Towell Library, dedicated in 1856, served as the College of Charleston’s library until 1972. The building is a National Historic Landmark and is one of three historic structures in the College’s iconic Cistern Yard.
The College of Charleston owes it very existence to libraries and books. Established in 1748, the Charleston Library Society helped to lay the foundations for the College by raising funds for the purchase of scientific equipment and professorships for an academy, which eventually became the College. Later, the society’s members formed a majority of the trustees who established the College following its chartering in 1785.
Even before the College existed, it had books for a library, thanks to Goose Creek planter John Mackenzie who willed 1,200 volumes to the planned institution in 1771. At the time of his death, Mackenzie owned several plantations, and much of his wealth was generated by the sale of indigo and rice cultivated by enslaved people. A fire destroyed most of the book collection during the Revolutionary War, but many still survive and are part of the library's collection today.
The College’s first library was located in what is today called Randolph Hall. But after renovations to that building and the installation of a natural history museum on its third floor in the early 1850s, the library had to be relocated to another space.
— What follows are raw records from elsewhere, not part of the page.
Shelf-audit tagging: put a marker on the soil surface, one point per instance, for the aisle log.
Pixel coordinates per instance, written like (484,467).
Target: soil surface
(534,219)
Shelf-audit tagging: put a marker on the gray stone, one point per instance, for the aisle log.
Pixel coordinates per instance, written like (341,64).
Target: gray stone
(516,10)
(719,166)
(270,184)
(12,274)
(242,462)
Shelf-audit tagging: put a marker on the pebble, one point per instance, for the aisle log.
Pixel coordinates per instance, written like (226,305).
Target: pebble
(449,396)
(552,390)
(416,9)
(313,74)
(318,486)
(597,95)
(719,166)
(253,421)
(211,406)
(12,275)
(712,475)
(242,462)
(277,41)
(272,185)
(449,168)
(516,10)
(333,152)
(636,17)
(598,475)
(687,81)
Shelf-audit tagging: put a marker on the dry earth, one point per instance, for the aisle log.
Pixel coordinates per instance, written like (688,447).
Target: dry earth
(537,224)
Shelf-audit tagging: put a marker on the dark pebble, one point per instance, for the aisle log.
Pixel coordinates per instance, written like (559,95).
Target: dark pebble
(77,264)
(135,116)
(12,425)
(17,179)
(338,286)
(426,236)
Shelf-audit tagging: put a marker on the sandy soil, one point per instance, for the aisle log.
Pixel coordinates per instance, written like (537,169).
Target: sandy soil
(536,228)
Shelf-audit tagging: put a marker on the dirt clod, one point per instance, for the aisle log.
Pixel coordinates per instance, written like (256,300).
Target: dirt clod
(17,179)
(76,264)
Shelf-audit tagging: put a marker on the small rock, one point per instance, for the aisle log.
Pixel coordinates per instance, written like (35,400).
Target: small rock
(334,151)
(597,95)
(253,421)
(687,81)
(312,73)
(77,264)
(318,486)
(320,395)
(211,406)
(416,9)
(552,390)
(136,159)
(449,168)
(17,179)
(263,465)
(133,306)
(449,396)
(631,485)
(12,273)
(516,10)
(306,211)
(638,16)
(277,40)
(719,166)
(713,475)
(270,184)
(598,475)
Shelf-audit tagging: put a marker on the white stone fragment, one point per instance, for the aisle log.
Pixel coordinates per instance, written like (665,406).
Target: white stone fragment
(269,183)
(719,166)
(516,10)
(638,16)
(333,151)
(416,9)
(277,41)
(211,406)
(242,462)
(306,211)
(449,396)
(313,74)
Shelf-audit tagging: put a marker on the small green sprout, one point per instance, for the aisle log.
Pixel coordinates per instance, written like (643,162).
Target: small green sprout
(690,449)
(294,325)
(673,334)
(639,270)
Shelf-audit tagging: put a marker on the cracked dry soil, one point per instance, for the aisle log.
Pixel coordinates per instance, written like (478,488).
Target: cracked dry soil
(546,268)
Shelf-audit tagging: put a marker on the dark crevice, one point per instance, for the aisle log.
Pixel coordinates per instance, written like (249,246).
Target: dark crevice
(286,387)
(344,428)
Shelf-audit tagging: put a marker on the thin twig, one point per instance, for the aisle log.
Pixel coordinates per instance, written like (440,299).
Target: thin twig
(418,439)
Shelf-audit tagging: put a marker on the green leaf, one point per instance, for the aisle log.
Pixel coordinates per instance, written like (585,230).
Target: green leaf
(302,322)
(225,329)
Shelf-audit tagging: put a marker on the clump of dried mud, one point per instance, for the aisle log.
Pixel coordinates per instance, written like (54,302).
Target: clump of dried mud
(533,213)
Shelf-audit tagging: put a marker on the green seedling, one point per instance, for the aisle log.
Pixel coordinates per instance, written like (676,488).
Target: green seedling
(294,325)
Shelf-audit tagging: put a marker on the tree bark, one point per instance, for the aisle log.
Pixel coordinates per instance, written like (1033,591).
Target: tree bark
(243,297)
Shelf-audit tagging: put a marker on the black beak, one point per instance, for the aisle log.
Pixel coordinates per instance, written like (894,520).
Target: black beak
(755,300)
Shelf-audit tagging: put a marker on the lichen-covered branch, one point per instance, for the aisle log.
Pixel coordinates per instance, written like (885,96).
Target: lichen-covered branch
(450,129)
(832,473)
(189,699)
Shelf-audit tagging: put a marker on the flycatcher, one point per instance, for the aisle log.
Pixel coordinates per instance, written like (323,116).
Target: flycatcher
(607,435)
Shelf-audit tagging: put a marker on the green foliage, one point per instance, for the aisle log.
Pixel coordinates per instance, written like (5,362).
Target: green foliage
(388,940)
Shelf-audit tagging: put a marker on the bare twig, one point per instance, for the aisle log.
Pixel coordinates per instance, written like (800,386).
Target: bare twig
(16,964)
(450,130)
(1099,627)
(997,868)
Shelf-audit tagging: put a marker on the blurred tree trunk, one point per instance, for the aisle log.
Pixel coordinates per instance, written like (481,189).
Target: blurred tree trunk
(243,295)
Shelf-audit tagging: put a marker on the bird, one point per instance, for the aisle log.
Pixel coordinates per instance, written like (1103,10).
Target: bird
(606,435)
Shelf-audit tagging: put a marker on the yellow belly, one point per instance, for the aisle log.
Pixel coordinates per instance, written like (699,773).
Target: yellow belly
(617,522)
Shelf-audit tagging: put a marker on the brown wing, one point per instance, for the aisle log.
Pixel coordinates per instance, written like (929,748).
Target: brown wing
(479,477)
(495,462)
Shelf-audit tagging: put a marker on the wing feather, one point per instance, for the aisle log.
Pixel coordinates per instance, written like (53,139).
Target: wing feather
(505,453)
The College’s collection of books was meager and undistinguished until 1852, when Dr. Lingard A. Frampton donated his private library of 4,000 volumes, prompting the first serious discussion about the need for a dedicated library building.
In 1854, the South Carolina General Assembly appropriated funds for the construction of a new library. The trustees initially considered building an addition to Randolph Hall, but that plan was later abandoned, and a contract was awarded in January 1855 to Charleston architect George Edward Walker. He built a separate library to the west of and perpendicular to Randolph Hall. An inauguration ceremony for the newly completed library was held in July 1856. Designed in the classic Greek Revival style, the stucco-over-brick structure housed a collection that continued to receive private donations until the Civil War.
The library’s collection was temporarily relocated inland during the federal occupation of Charleston (1865-68). At some point during the bombardment of Charleston (1863-65), part of a shell hit the library and “passed through the roof and through the table” where a professor was sitting. Trustee minutes reported in August 1866 that much of the library collection was still in crates in a train station in Camden, South Carolina. In October 1866, a trustee proposed taking out an insurance policy on the buildings and their contents, but the College’s income had now been greatly reduced; the estate of Elias Horry, for example, could not meet Horry’s pledge to pay $500 per year, due to “the calamities of the war, and Emancipation then followed, resulting in a disastrous reduction of the means of the Estate.” The Horry family donated property to the College in lieu of the cash pledge, and the College persuaded the City of Charleston to pay the insurance premium.
In 1970, the library was named for College of Charleston alumnus Edward Emerson Towell (Class of 1934), who served more than 30 years as a professor, chair of the chemistry department, dean and acting president. Towell Library served as the College’s main library until 1972, when Robert Scott Small Library opened on the west side of the area known today as Cougar Mall. The interior of Towell Library was then renovated to serve as a learning resources center with audio-visual equipment and a language laboratory. The College’s third and current standalone library building, the Marlene and Nathan Addlestone Library on Calhoun Street, opened in 2005.
In the modern era, Towell Library housed the Office of Admissions from 1987 to 2010, welcoming new students and families during the College’s most significant period of enrollment growth in the 1990s. In fall 2017, the Office of Alumni Affairs relocated to Towell Library, where it houses offices for staff and serves as a welcome center for alumni returning to campus.